A quick Google search turned up these dark chocolate goat cheese brownies with honey. Holy wow, right? I’m definitely making them, but not tonight because the only chocolate I have is cocoa powder. But you guys! The site where I found the recipe, The Copper Table, is everything I could possible want as I figure out my new Kingsolver-inspired shopping/cooking/eating habits. It’s all about cooking with local, seasonal foods, and loving it. I’m super excited!
In the meantime, though, as I sit around praying for checks and balances, thinking about how I might save the world or at least do my part, I’m eating this final frozen bao from Costco, drinking red wine from a jam jar, and baking this simplest snack cake in the world.
I reject all this hate and despise the abuses of power and the diminishing of civil rights, and I want with all my heart to stand up for people in harm’s way. But tonight I’m just home, doing nothing. Reading Animal, Vegetable, perusing The Copper Table, eating microwaved frozen bao while I think about walking a bit more lightly on the earth by minding where my vegetables come from, eating more seasonal fresh produce, and cooking meals at home more often.
I just took my little snack cake out of the oven. When I poked it in the middle to test whether it was done, I poked a little too hard so now there’s a dent in the middle of it. (Did I mention the wine I’m drinking?) But this cake will never be seen by anyone other than me and Rusty, so who cares? I mixed the aforementioned goat cheese with a wee bit of powdered sugar (it’s pretty sweet on its own), a pinch of salt, and a dram of milk — I’ll drizzle that over the cake once it’s cool.
And that’s about all I’ve got right now. Because while my bao was tasty and I baked a cake and I’m digging Animal, Vegetable (oh, and the Warriors were down 24 but came back to win by 21 in Jimmy Butler’s first game with them), I keep thinking of The Prophet Song, which I read last year. It hit me harder than any book I’ve ever read. This passage was a revelation to me and lodged deep in my bones.
The prophet sings not of the end of the world, but of what has been done and what will be done and what is being done to some but not others, that the world is always ending over and over again in one place but not another and that the end of the world is always a local event, it comes to your country and visits your town and knocks on the door of your house and becomes to others but some distant warning, a brief report on the news…
The truth of it battered my heart. It was a new lens for looking at history and current events; it was through that lens I saw the 15-month bombardment of Gaza. In Prophet Song, you’re intimately acquainted with one family facing the end of their world, in particular one mother, and reading the news every day I knew there were thousands of real life stories that were that fucking devastating. The families of Hamas’s victims on October 7, too, and of course the hostages themselves. And then tens of thousands of Palestinians.

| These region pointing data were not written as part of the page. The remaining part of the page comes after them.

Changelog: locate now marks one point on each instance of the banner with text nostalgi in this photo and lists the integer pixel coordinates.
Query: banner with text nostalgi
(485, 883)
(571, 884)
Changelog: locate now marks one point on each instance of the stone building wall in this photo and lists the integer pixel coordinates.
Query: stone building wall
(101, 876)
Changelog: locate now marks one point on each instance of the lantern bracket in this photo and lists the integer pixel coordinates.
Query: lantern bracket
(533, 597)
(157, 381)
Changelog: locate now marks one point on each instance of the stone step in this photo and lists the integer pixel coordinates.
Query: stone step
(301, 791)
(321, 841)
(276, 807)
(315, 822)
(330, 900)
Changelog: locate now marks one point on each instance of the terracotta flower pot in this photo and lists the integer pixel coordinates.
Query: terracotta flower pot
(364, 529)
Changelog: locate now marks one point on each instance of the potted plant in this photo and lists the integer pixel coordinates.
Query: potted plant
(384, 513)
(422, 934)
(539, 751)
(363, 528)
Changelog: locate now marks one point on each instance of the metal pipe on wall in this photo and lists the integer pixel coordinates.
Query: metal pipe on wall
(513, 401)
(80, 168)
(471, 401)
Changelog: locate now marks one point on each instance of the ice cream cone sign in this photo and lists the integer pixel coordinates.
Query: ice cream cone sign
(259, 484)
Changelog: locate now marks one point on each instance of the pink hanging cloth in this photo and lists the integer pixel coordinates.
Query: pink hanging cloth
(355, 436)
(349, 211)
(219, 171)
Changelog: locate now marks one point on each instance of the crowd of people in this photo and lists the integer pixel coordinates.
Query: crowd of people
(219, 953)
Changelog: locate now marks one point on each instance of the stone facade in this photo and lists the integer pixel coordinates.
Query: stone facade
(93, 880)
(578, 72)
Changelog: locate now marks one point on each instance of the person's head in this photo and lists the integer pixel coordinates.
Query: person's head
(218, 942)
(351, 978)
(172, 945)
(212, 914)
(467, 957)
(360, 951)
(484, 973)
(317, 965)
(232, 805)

One of the main points of Prophet Song is it can happen anywhere, that local end of the world. As things here in the US get really scary, I keep thinking of that scene in The Handmaid’s Tail (the TV series with Elisabeth Moss) where they flashback to when everything was normal, and Jude orders coffee at a cafe, and the cashier tells her that her bank card won’t work anymore because (sorry!) women’s bank accounts have all been frozen. Everything’s normal until it’s not.